Plugging $a \equiv b+4 \pmod {1111}$ in, we get that $b^2 -1 \equiv -4b \pmod {1111}$ (noting that $12, 1111$ are relatively prime), while $a^2 -1 \equiv 4a \pmod {1111}$.
Squaring, we get that $a, b$ are solutions to $x^4 - 18x^2 + 1 \equiv 0 \pmod {1111}$, and with a note that $u_{n+4} - 18u_{n+2} + u_n = 0$ (this is by directly calculating $u_{2k+1}, u_{2k}$), a simple induction shows that $u_n \equiv a^n - b^n \pmod {1111}$ for all odd $n$.
Now, let's find all $a, b$ satisfying $0 < a, b < 500$. Note that $-498 \leq a-b \leq 498$, the first modulo equation implies $a=b+4$. Plugging in $a^3 - b^3 \equiv 76 \pmod {1111}$, we get $b^2 + 4b -1 \equiv 0 \pmod {1111}$.
- Considering modulo $11$, we get $(b+2)^2 \equiv 5 \equiv 16 \pmod {11}$, hence $b \equiv 2 \pmod {11}$ or $b \equiv 5 \pmod {11}$.

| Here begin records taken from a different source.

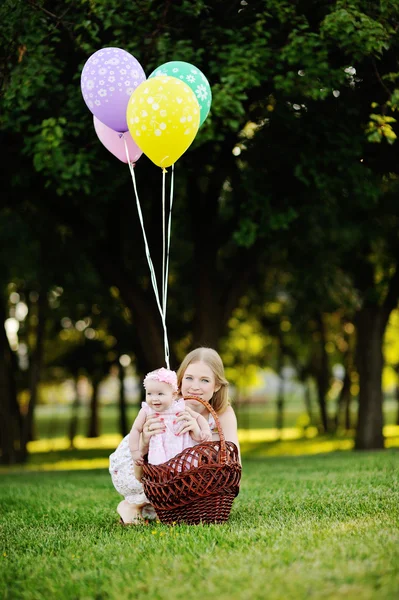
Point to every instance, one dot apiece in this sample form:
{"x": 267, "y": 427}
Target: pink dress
{"x": 166, "y": 445}
{"x": 122, "y": 473}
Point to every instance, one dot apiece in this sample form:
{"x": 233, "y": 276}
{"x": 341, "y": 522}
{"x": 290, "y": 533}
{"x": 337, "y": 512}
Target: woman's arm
{"x": 134, "y": 435}
{"x": 205, "y": 430}
{"x": 228, "y": 423}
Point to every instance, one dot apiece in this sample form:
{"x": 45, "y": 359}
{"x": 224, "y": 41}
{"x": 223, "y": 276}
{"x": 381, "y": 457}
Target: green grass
{"x": 53, "y": 421}
{"x": 307, "y": 527}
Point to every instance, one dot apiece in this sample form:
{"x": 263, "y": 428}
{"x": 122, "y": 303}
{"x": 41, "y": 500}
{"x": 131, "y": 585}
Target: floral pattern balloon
{"x": 194, "y": 78}
{"x": 109, "y": 77}
{"x": 163, "y": 119}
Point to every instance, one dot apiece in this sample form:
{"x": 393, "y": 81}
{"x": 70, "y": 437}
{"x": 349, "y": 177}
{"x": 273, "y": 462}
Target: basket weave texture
{"x": 199, "y": 484}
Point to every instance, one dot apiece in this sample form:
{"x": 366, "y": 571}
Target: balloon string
{"x": 149, "y": 260}
{"x": 169, "y": 230}
{"x": 164, "y": 275}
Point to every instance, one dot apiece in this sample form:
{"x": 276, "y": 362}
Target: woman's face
{"x": 199, "y": 380}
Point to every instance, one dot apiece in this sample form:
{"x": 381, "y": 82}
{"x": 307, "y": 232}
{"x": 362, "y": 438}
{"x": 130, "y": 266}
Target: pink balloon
{"x": 115, "y": 142}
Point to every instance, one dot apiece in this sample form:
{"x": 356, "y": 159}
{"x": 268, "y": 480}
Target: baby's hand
{"x": 138, "y": 458}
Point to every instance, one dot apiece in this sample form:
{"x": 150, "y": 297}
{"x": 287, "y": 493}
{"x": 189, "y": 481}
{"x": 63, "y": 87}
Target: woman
{"x": 201, "y": 374}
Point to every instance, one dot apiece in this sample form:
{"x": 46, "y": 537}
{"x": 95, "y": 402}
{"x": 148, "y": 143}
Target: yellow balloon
{"x": 163, "y": 117}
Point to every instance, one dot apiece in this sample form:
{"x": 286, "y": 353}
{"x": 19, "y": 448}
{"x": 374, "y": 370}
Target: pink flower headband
{"x": 163, "y": 375}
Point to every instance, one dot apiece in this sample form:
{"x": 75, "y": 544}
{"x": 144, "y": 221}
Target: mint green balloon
{"x": 194, "y": 78}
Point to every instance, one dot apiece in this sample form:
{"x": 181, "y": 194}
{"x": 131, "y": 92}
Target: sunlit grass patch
{"x": 93, "y": 453}
{"x": 303, "y": 527}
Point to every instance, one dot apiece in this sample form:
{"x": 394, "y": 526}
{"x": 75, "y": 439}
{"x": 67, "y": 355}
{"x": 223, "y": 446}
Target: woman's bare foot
{"x": 129, "y": 513}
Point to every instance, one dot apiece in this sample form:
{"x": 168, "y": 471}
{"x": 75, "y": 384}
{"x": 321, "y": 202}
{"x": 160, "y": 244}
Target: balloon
{"x": 163, "y": 119}
{"x": 114, "y": 142}
{"x": 109, "y": 77}
{"x": 194, "y": 78}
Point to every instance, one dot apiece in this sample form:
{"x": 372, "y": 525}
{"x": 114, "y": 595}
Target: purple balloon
{"x": 109, "y": 77}
{"x": 115, "y": 142}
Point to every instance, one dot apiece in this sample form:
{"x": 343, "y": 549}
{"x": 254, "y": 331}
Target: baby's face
{"x": 159, "y": 395}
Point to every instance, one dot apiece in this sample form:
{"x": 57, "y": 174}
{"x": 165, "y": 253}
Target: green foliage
{"x": 328, "y": 522}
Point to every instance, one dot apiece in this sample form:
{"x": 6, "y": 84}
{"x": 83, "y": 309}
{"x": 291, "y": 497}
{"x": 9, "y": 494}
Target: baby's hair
{"x": 220, "y": 399}
{"x": 164, "y": 376}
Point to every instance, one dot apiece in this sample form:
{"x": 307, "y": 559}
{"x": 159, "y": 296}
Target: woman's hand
{"x": 152, "y": 426}
{"x": 187, "y": 423}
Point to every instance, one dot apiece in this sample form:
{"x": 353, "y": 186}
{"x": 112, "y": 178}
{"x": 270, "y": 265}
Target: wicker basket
{"x": 199, "y": 484}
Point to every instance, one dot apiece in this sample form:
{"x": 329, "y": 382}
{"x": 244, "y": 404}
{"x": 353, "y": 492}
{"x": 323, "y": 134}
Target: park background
{"x": 284, "y": 257}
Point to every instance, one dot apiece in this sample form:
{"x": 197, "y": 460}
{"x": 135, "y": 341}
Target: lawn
{"x": 320, "y": 526}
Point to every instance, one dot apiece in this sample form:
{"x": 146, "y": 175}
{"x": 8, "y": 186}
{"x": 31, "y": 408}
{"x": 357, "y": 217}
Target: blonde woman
{"x": 201, "y": 374}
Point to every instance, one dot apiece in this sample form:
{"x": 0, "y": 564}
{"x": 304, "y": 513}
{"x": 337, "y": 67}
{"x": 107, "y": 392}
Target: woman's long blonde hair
{"x": 220, "y": 399}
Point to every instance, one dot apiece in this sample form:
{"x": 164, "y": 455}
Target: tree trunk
{"x": 94, "y": 429}
{"x": 123, "y": 427}
{"x": 322, "y": 375}
{"x": 370, "y": 331}
{"x": 308, "y": 400}
{"x": 280, "y": 393}
{"x": 73, "y": 423}
{"x": 10, "y": 417}
{"x": 343, "y": 403}
{"x": 35, "y": 370}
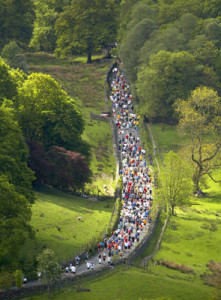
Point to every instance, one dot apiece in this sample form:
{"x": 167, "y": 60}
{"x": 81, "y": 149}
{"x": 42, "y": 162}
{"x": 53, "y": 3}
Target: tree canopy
{"x": 85, "y": 26}
{"x": 199, "y": 119}
{"x": 175, "y": 185}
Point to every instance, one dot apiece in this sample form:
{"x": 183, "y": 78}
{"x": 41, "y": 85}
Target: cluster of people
{"x": 72, "y": 268}
{"x": 136, "y": 177}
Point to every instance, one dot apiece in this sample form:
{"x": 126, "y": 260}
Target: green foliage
{"x": 49, "y": 267}
{"x": 18, "y": 276}
{"x": 174, "y": 183}
{"x": 84, "y": 26}
{"x": 7, "y": 86}
{"x": 47, "y": 114}
{"x": 6, "y": 280}
{"x": 130, "y": 47}
{"x": 199, "y": 119}
{"x": 16, "y": 21}
{"x": 14, "y": 153}
{"x": 14, "y": 225}
{"x": 43, "y": 37}
{"x": 169, "y": 75}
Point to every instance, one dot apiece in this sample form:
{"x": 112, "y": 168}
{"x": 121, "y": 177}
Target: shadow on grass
{"x": 72, "y": 202}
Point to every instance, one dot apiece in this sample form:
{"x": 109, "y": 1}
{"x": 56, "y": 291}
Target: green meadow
{"x": 55, "y": 221}
{"x": 191, "y": 239}
{"x": 134, "y": 283}
{"x": 85, "y": 84}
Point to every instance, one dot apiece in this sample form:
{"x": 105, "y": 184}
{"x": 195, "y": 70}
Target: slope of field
{"x": 85, "y": 84}
{"x": 136, "y": 284}
{"x": 55, "y": 220}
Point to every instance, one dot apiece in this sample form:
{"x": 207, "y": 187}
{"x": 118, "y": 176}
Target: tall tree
{"x": 47, "y": 114}
{"x": 167, "y": 77}
{"x": 16, "y": 21}
{"x": 43, "y": 37}
{"x": 14, "y": 153}
{"x": 7, "y": 83}
{"x": 175, "y": 185}
{"x": 15, "y": 215}
{"x": 130, "y": 47}
{"x": 199, "y": 119}
{"x": 85, "y": 26}
{"x": 49, "y": 268}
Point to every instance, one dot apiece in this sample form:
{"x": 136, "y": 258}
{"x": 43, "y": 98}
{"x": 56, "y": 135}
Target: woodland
{"x": 171, "y": 54}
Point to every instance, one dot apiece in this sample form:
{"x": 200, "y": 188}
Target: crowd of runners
{"x": 136, "y": 179}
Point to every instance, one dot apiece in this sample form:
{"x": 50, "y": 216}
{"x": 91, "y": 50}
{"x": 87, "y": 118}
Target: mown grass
{"x": 85, "y": 83}
{"x": 55, "y": 221}
{"x": 167, "y": 137}
{"x": 136, "y": 284}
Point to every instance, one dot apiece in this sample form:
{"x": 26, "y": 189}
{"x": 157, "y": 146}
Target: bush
{"x": 6, "y": 280}
{"x": 18, "y": 276}
{"x": 13, "y": 55}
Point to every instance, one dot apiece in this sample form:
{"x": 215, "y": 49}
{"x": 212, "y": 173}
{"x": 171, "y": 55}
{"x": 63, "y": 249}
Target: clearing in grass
{"x": 55, "y": 220}
{"x": 85, "y": 84}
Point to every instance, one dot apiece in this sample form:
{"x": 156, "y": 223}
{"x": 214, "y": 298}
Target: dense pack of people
{"x": 136, "y": 195}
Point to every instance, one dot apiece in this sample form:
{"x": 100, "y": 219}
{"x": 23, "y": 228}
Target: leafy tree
{"x": 70, "y": 169}
{"x": 169, "y": 11}
{"x": 58, "y": 167}
{"x": 14, "y": 56}
{"x": 7, "y": 84}
{"x": 16, "y": 19}
{"x": 84, "y": 26}
{"x": 14, "y": 153}
{"x": 49, "y": 268}
{"x": 130, "y": 46}
{"x": 43, "y": 37}
{"x": 206, "y": 54}
{"x": 167, "y": 77}
{"x": 47, "y": 114}
{"x": 18, "y": 276}
{"x": 199, "y": 119}
{"x": 15, "y": 214}
{"x": 6, "y": 280}
{"x": 175, "y": 185}
{"x": 169, "y": 39}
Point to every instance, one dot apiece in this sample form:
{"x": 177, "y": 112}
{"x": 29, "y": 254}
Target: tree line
{"x": 171, "y": 52}
{"x": 40, "y": 144}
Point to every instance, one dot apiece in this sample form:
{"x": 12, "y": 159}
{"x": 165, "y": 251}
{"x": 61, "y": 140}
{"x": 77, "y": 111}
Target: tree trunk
{"x": 48, "y": 291}
{"x": 173, "y": 206}
{"x": 89, "y": 54}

- Considering modulo $101$, we get $(b+2)^2 \equiv 5 \equiv 2025 \pmod {101}$, hence $b \equiv 43 \pmod {101}$ or $b \equiv 54 \pmod {101}$.

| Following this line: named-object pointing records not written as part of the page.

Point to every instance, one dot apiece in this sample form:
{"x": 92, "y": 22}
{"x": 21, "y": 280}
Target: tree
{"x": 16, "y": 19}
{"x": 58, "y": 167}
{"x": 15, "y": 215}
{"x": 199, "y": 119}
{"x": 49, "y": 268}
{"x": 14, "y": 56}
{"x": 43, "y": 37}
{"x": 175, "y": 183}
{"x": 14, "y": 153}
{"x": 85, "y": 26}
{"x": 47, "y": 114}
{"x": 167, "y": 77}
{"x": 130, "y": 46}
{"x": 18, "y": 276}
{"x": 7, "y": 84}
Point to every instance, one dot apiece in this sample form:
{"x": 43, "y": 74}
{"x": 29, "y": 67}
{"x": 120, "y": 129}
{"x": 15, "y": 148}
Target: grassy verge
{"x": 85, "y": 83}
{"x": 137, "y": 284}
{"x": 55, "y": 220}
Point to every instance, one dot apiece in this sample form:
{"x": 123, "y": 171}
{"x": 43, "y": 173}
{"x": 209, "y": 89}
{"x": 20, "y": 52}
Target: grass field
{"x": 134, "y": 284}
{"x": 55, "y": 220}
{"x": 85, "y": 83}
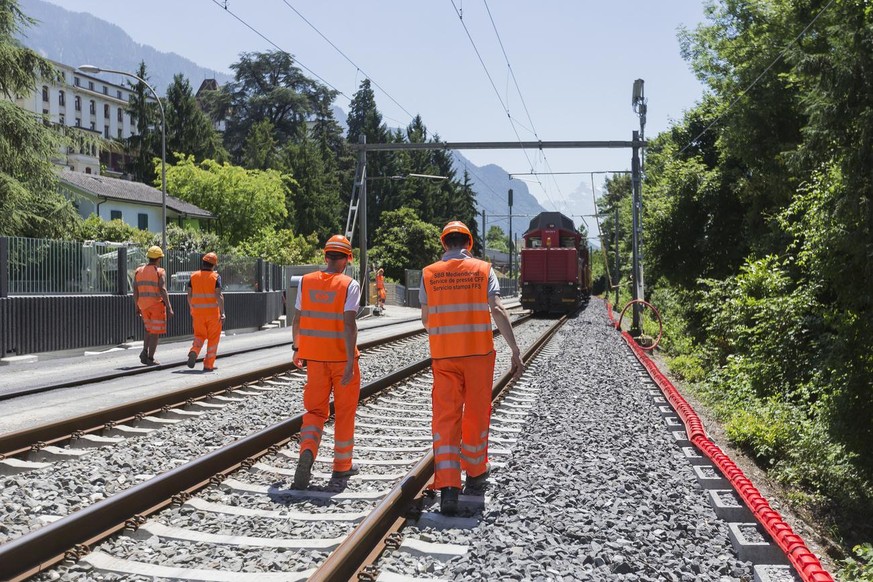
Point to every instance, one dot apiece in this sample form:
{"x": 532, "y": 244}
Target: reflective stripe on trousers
{"x": 322, "y": 379}
{"x": 207, "y": 331}
{"x": 461, "y": 398}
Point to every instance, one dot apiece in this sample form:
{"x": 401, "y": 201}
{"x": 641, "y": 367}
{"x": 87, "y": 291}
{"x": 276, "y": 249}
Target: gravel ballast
{"x": 596, "y": 487}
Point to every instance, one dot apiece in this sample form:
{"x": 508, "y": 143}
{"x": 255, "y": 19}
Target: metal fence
{"x": 31, "y": 266}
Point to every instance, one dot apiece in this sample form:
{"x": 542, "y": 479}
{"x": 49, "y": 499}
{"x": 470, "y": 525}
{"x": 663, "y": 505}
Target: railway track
{"x": 51, "y": 543}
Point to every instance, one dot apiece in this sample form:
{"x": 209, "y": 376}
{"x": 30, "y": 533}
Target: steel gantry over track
{"x": 359, "y": 191}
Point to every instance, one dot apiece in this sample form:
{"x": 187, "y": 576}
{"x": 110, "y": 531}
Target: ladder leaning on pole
{"x": 360, "y": 180}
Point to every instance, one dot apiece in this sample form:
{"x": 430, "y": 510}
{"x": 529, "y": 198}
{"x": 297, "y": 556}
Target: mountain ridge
{"x": 76, "y": 38}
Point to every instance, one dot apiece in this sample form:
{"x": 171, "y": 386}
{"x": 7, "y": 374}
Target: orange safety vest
{"x": 148, "y": 287}
{"x": 203, "y": 300}
{"x": 458, "y": 315}
{"x": 322, "y": 305}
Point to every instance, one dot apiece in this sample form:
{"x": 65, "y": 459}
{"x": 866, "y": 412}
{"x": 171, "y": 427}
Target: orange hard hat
{"x": 338, "y": 244}
{"x": 457, "y": 226}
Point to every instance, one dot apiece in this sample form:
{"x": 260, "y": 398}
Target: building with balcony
{"x": 90, "y": 103}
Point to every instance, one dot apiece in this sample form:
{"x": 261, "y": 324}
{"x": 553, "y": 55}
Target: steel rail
{"x": 19, "y": 442}
{"x": 145, "y": 370}
{"x": 37, "y": 550}
{"x": 352, "y": 555}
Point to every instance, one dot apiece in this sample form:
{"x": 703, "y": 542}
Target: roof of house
{"x": 128, "y": 191}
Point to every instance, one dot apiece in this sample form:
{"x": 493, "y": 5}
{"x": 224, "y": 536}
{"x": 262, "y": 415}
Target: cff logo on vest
{"x": 322, "y": 296}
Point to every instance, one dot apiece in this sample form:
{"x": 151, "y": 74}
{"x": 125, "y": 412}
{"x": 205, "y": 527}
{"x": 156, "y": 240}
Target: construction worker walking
{"x": 380, "y": 289}
{"x": 152, "y": 303}
{"x": 459, "y": 295}
{"x": 325, "y": 337}
{"x": 207, "y": 310}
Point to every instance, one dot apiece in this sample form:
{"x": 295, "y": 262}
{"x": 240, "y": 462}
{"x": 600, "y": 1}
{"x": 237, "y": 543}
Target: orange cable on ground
{"x": 799, "y": 555}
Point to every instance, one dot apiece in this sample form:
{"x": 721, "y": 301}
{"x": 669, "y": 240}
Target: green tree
{"x": 404, "y": 241}
{"x": 95, "y": 228}
{"x": 316, "y": 206}
{"x": 497, "y": 240}
{"x": 260, "y": 148}
{"x": 189, "y": 130}
{"x": 30, "y": 204}
{"x": 268, "y": 87}
{"x": 144, "y": 145}
{"x": 364, "y": 119}
{"x": 243, "y": 201}
{"x": 283, "y": 247}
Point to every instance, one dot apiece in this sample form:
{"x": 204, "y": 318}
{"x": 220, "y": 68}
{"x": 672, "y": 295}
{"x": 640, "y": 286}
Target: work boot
{"x": 479, "y": 482}
{"x": 449, "y": 500}
{"x": 354, "y": 470}
{"x": 304, "y": 470}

Chinese Remainder Theorem shows that there is only one solution for $b$ modulo $1111$, given $b$ modulo $11$ and $b$ modulo $101$. We then get
- $b \equiv 2 \pmod {11}, b \equiv 43 \pmod {101} \Rightarrow b \equiv 750 \pmod {1111}$,
- $b \equiv 2 \pmod {11}, b \equiv 54 \pmod {101} \Rightarrow b \equiv 761 \pmod {1111}$,
- $b \equiv 5 \pmod {11}, b \equiv 43 \pmod {101} \Rightarrow b \equiv 346 \pmod {1111}$,
- $b \equiv 5 \pmod {11}, b \equiv 54 \pmod {101} \Rightarrow b \equiv 357 \pmod {1111}$.
Since $b < 500$, we only take $b=346, 357$ and it follows that $(a, b) = (350, 346), (361, 357)$.